National Right to Work Foundation staff attorneys filed the complaint in the U.S. District Court for the District of Nevada on Bahremans’s behalf on March 2nd. It alleges that because the Railway Labor Act (RLA) does not allow businesses and union officials to enforce “union security” agreements except by firing an employee, Allegiant and TWU violated the law by removing his “bidding” privileges, which allow him to determine his work schedule.
Bahreman chose not to become a member of TWU or pay forced union fees, and on September 3, 2019, Allegiant notified him that his bidding privileges were suspended because he had not paid any union fees. Bidding privileges allows flight attendants to pick their schedule in order to plan preferred trips, vacations and days off. Consequently, Bahreman is now unable to choose what hours he wants to work and has almost no control over his schedule.
The lawsuit charges that Allegiant and TWU unlawfully punished Bahreman by removing his bidding privileges, which violates the RLA’s requirement for what is a lawful forced dues clause. The lawsuit argues that under the RLA, firing workers is the only way that unions and employers are able to enforce “union security” agreements, thus the discipline against Bahreman is unlawful.

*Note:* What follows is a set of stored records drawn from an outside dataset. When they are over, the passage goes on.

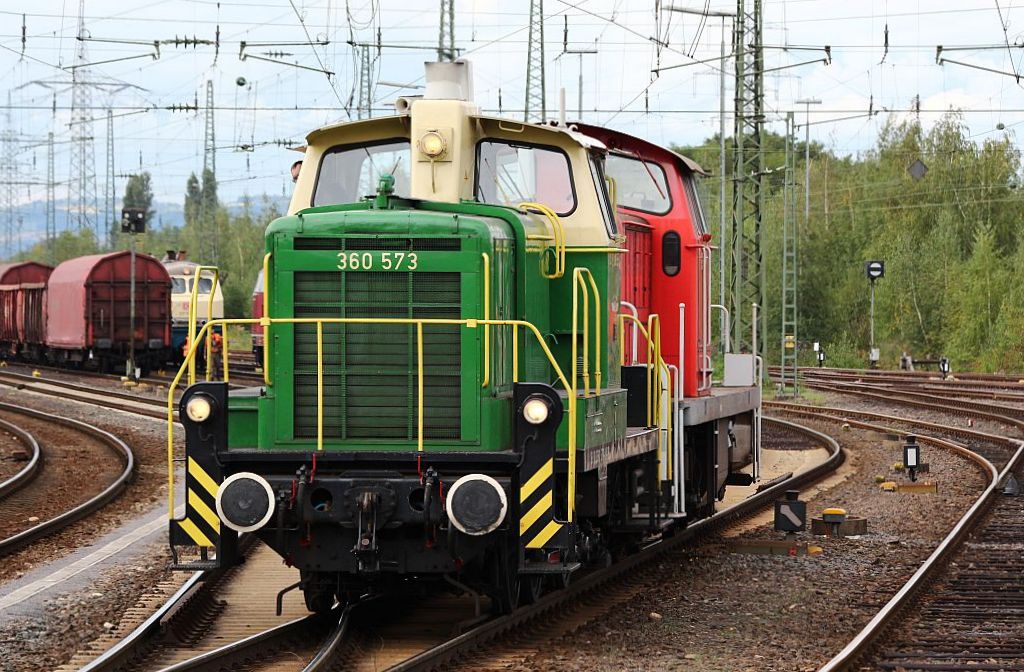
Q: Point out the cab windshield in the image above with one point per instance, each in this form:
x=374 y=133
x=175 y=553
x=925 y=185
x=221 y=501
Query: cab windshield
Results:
x=639 y=184
x=348 y=173
x=508 y=173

The monopoly bargaining agreement between TWU and Allegiant stipulates that any employee who does not pay union fees will “lose all of her/his bidding privileges.” But the RLA says that unions and employers are only allowed to make agreements “as a condition of continued employment.” Under the plain language of the RLA, other punishments are not allowed.

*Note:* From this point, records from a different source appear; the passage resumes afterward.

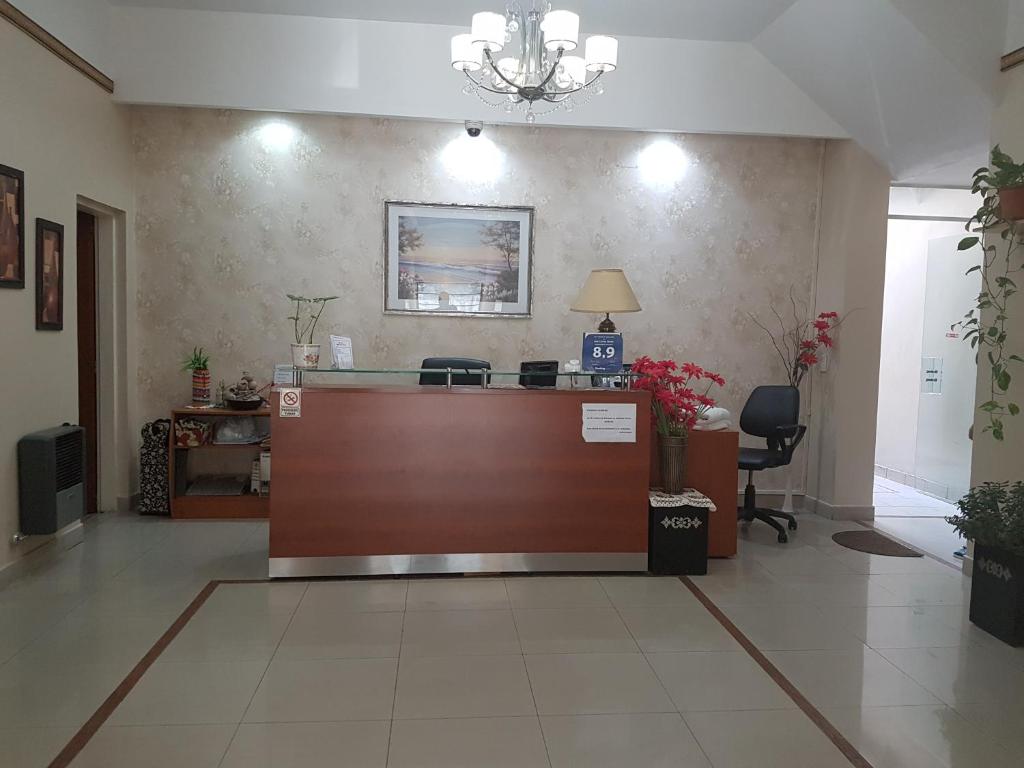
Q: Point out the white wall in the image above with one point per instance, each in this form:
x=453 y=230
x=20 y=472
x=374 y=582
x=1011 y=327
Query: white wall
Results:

Foundation staff attorneys are asking the Court to restore Bahreman’s bidding privileges, declare that the monopoly bargaining agreement between Allegiant and TWU violates the RLA and prevent TWU and Allegiant from enforcing the unlawful “union security” agreement.
Although Bahreman lives in Nevada which has a Right to Work law protecting workers against being forced to fund a union, the RLA preempts state Right to Work laws. This means that even in states where union payments are strictly voluntary for all other workers, railway and airline employees covered by the RLA can still be forced to pay union fees as a condition of employment.
“Workers shouldn’t have to worry about losing essential privileges in their workplace or have to fear losing their job for simply choosing not to support union bosses with their hard-earned money,” said National Right to Work Foundation President Mark Mix. “That the Railway Labor Act prevents state Right to Work laws from protecting workers from forced union dues is a significant reason why a National Right to Work law is needed to ensure all workers have the freedom to decide for themselves whether or not to fund a labor union.”
“Perhaps Allegiant Airlines understood that forcing a worker to pay union fees or else be fired is just plain wrong, which is why they resisted union demands for a full forced dues clause and instead settled on this ultimately unlawful provision,” observed Mix. “Having apparently recognized that forced dues are unfair to workers, the airline should just abandon the illegal provision at the center of this lawsuit and not replace it with anything so every employee covered by the contract is fully free to decide whether or not to financially support the union.”